À qui s’adresse ce livre ? Un athée ou un agnostique va être rebuté par la notion d’un dieu créateur, tout-puissant…

Il s’adresse à tous ceux qui se questionnent sur la spiritualité, le divin, sur le sens de leur vie, sur ce que signifie “être au monde”. Ce livre raconte ma quête intérieure, son évolution, son aboutissement, ses liens avec ma tradition familiale. Ce goût de Dieu que j’éprouve et qui s’enracine dans l’enfance s’est élaboré, affiné au cours des années. Les choses ont maturé tranquillement, à leur rythme, pendant presque trente ans. Avant de revenir à ma culture, je me suis intéressé à d’autres traditions. Puis, il y a un an environ, j’ai éprouvé le besoin d’écrire, de raconter mon cheminement et de clarifier ce que je ressentais. Notamment, vis-à-vis de cette fraternité universelle qui est au cœur du christianisme. C’est une magnifique utopie. Elle permet de considérer l’autre avec bienveillance. Croire en une utopie, c’est choisir la direction que l’on souhaite suivre et c’est agir pour atteindre le but fixé. Croire me rend heureux, serein.

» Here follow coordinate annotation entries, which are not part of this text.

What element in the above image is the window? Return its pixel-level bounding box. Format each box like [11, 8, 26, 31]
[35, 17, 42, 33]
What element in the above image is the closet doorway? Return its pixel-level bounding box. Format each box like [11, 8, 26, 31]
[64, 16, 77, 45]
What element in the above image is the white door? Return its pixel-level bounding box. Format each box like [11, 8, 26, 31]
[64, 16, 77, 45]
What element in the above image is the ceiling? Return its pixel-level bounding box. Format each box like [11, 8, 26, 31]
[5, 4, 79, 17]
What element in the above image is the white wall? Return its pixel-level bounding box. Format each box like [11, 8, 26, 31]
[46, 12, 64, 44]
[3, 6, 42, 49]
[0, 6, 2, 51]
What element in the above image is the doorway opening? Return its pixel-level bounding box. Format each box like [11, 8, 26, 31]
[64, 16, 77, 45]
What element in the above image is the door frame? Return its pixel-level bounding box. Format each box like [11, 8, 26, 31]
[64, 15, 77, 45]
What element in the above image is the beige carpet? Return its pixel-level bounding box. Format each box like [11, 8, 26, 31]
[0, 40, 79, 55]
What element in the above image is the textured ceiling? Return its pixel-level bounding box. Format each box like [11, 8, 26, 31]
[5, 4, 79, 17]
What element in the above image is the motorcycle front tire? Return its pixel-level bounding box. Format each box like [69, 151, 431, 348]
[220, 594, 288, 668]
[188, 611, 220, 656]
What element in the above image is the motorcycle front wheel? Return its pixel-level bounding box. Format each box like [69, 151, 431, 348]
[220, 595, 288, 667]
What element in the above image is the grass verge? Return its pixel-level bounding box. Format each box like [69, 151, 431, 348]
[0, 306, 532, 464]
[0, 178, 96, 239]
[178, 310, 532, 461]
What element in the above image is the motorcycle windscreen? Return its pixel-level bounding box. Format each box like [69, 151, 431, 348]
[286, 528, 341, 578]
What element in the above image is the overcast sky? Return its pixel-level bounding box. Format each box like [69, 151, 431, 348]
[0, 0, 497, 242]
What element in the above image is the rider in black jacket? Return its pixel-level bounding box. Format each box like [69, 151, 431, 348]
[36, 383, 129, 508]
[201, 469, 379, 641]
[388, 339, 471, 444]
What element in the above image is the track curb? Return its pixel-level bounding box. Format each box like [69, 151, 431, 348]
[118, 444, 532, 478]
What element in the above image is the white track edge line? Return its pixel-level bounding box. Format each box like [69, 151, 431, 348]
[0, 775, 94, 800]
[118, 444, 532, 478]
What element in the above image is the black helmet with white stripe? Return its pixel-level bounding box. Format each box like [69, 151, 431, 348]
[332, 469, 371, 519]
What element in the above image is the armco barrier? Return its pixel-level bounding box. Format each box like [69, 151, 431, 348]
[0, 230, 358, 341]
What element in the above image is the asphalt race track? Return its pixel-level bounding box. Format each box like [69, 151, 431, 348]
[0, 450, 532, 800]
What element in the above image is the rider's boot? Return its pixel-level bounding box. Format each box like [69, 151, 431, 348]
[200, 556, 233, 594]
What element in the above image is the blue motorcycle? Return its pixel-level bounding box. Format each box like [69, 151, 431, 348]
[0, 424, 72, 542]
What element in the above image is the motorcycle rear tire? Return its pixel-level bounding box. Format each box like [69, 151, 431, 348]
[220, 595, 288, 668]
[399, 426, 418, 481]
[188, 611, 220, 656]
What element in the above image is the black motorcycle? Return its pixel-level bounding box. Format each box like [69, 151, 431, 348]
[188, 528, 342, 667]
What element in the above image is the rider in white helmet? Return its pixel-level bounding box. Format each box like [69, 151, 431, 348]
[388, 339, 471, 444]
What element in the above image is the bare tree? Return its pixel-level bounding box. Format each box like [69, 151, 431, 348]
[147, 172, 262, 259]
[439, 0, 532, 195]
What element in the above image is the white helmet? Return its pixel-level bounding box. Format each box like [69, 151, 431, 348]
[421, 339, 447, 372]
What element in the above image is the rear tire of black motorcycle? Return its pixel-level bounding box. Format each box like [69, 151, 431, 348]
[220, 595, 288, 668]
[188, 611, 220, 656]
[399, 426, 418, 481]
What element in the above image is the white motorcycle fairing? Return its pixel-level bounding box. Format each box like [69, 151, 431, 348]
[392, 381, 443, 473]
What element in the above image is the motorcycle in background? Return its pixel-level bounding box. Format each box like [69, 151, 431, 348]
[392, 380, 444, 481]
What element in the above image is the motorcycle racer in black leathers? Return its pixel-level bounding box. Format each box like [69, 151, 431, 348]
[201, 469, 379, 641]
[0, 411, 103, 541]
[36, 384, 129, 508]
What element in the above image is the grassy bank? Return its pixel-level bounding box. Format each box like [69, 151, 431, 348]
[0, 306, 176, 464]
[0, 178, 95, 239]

Cela peut sembler naïf et avoir un côté “ravi de la crèche”, mais en réalité croire répond pour moi à un double mouvement : à un élan confiant vers l’autre qui me sort de moi-même, de mon égoïsme, et à un accueil de l’autre et de ce qui arrive, qui me laisse ouvert à ce qui est, sans a priori. Cela m’aide à reconnaître un aspect sacré à la vie, en moi, en les autres. À mieux vivre. Alors, oui, croire me rend heureux.

 Un dernier mot sur la foi : vous refusez l’idée qu’elle soit une puissance de consolation…

Croire ne m’aveugle pas, ne m’enferme pas, mais me permet de vivre pleinement… Sentir, c’est croire, c’est aimer. C’est saisir l’intensité d’une présence qui réside entre deux visages lorsque l’amour abolit toute distance et révèle l’éternité. C’est toucher du doigt le mystère de l’amour. L’amour vis-à-vis de cette présence. L’amour vis-à-vis d’un autre. Cela procède de la même démarche, de la même énergie. C’est joyeux et vivant.